Ah, Brasil, where hearts were entertaining June, and we stood beneath an amber moon…. I’ve told my wife June (also known as Beng) that when I croak, the kind of music I’ll want at my wake will be that of Antonio Carlos Jobim, especially “Desafinado.” There’s something in the gentle insistence of the bossa nova that speaks to my own temperament. And here I have to bring up one of my favorite divas (aside from the inimitable Barbra and our own Sharon—yes, I’m an unabashed Sharonian)—the Japanese-Brazilian chanteuse Lisa Ono, whose “Pretty World” never fails to add some lift to my shoes.

For something more soulful I’d turn to Laura Fygi’s “Abrazame”—and it may be an odd way of looking at these ladies, but if Laura Fygi and Lisa Ono’s voices were like ink, Laura’s would shade to purple and Lisa’s to green. To top off my Latin section, no single album gets more airplay in the car or in my earphones than the soundtrack of Woman on Top, which has an upbeat vibe you can listen to all the way to Baguio. (I was playing it in the car once while driving around Pampanga, and everyone with me wanted a copy.)

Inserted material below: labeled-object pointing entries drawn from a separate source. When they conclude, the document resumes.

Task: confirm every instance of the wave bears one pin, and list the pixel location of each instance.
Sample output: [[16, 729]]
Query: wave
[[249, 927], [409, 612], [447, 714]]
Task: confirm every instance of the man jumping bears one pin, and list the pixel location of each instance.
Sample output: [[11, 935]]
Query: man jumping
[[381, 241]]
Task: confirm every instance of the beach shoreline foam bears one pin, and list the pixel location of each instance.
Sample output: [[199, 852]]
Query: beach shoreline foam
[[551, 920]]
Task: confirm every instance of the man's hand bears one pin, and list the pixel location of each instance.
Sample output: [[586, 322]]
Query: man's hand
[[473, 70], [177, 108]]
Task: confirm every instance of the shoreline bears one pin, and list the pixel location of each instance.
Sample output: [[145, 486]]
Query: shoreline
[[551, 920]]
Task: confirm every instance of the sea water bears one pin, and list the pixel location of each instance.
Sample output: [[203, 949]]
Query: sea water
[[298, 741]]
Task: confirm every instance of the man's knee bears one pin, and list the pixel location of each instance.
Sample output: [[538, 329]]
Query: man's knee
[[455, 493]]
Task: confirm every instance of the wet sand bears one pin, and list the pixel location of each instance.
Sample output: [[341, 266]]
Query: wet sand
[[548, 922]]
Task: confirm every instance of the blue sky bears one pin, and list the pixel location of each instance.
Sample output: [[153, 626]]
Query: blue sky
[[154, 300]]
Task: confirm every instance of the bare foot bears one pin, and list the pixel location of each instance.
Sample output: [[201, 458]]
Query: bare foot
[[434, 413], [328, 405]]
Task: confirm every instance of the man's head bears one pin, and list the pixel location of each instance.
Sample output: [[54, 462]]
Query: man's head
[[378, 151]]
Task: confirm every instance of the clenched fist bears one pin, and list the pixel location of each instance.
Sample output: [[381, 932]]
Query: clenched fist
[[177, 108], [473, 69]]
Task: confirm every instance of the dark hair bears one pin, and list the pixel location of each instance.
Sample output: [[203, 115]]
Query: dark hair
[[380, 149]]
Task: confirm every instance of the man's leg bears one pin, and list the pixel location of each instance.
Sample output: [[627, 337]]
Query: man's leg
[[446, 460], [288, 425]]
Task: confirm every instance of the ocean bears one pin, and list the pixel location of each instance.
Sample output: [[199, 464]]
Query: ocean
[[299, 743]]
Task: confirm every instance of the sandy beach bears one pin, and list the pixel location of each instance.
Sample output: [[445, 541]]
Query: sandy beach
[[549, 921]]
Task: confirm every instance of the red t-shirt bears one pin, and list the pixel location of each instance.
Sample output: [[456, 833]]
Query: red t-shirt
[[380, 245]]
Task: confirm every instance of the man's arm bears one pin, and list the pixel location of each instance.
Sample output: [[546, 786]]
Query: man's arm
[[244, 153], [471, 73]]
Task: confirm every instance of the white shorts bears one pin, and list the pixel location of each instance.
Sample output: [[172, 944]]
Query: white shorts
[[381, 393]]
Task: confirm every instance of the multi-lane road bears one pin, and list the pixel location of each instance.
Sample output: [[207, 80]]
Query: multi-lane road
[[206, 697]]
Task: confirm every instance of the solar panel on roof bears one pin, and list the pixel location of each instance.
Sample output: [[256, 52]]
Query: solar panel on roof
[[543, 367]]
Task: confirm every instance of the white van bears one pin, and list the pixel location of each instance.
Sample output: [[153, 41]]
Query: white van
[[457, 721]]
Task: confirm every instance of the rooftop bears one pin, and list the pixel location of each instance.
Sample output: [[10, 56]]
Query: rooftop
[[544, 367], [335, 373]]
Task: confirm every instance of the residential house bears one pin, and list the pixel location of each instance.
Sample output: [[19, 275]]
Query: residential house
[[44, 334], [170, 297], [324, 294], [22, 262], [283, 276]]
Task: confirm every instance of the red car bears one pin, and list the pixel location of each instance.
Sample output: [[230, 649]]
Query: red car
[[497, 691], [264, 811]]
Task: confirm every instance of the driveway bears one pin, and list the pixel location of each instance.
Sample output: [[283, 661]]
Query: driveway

And did I say OPM? Much as I may appreciate exotic melodies like “Dein ist mein ganzes herz” or “Les moulins de mon coeur,” they can’t get me going like Sharon’s “I-Swing Mo Ako” or “Bituing Walang Ningning.” When I’m rounding that long bend around the Sunken Garden and am tempted to linger under the acacias for a lick of sweet sorbetes, I strengthen my resolve by drawing on “Sana’y Wala Nang Wakas”: “Kahit na ilang tinik ay kaya kong tapakan, kung iyan ang paraan upang landas mo’y masundan… Kahit ilang dagat ang dapat tawirin, higit pa riyan ang aking gagawin!

And that—plus a lot of kangkong and hasa-hasa in sour broth—was how I lost 45 pounds in six months.